RevealLayer: Disentangling Hidden and Visible Layers via Occlusion-Aware Image Decomposition
For computer vision researchers, this work addresses the challenging problem of layer decomposition in complex natural images, but the improvement is incremental over existing diffusion-based approaches.
RevealLayer proposes a diffusion-based framework for decomposing natural images into multiple RGBA layers, achieving precise layer separation and occlusion completion. It outperforms existing methods on the introduced RevealLayer-100K dataset and RevealLayerBench benchmark.
Recent diffusion-based approaches have made substantial progress in image layer decomposition. However, accurately decomposing complex natural images remains challenging due to difficulties in occlusion completion, robust layer disentanglement, and precise foreground boundaries. Moreover, the scarcity of high-quality multi-layer natural image datasets limits advancement. To address these challenges, we propose RevealLayer, a diffusion-based framework that decomposes an RGB image into multiple RGBA layers, enabling precise layer separation and reliable recovery of occluded content in natural images.

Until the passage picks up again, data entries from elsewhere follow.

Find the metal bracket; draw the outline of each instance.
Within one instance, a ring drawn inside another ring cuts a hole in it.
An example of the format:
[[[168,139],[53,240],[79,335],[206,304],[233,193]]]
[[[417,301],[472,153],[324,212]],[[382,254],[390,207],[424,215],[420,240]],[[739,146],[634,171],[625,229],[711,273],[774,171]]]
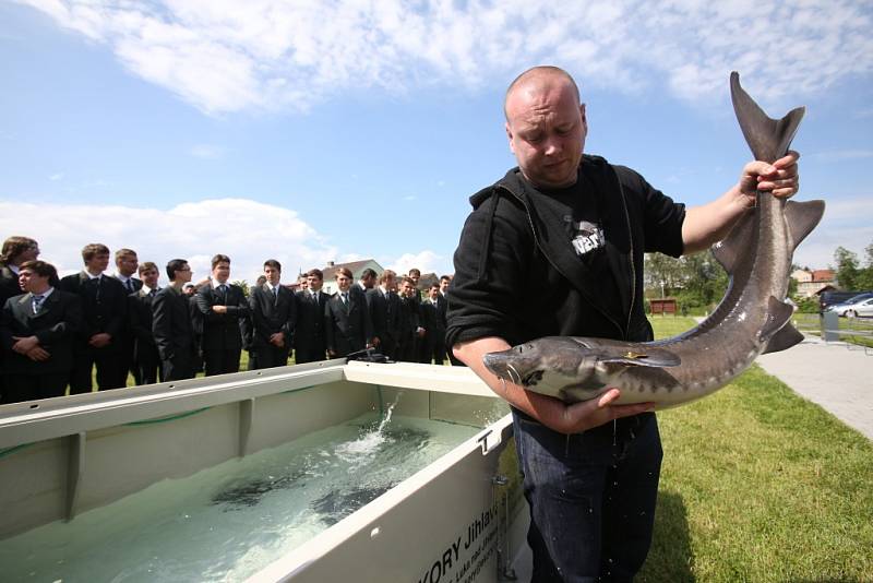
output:
[[[67,437],[70,445],[67,462],[67,522],[75,517],[79,490],[85,473],[85,433],[73,433]]]
[[[254,398],[247,398],[239,402],[239,456],[244,457],[249,453],[249,438],[252,433],[254,423]]]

RevealLayer incorporates three key components: (1) a Region-Aware Attention module to disentangle hidden and visible layers; (2) an Occlusion-Guided Adapter to leverage contextual information to enhance overlapping regions; and (3) a composite loss to enforce sharp alpha boundaries and suppress residual artifacts. To support training and evaluation, we introduce RevealLayer-100K, a high-quality multi-layer natural image constructed through a collaboration between automated algorithms and human annotation, and further establish RevealLayerBench for benchmarking layer decomposition in general natural scenes. Extensive experiments demonstrate that RevealLayer consistently outperforms existing approaches in layer decomposition.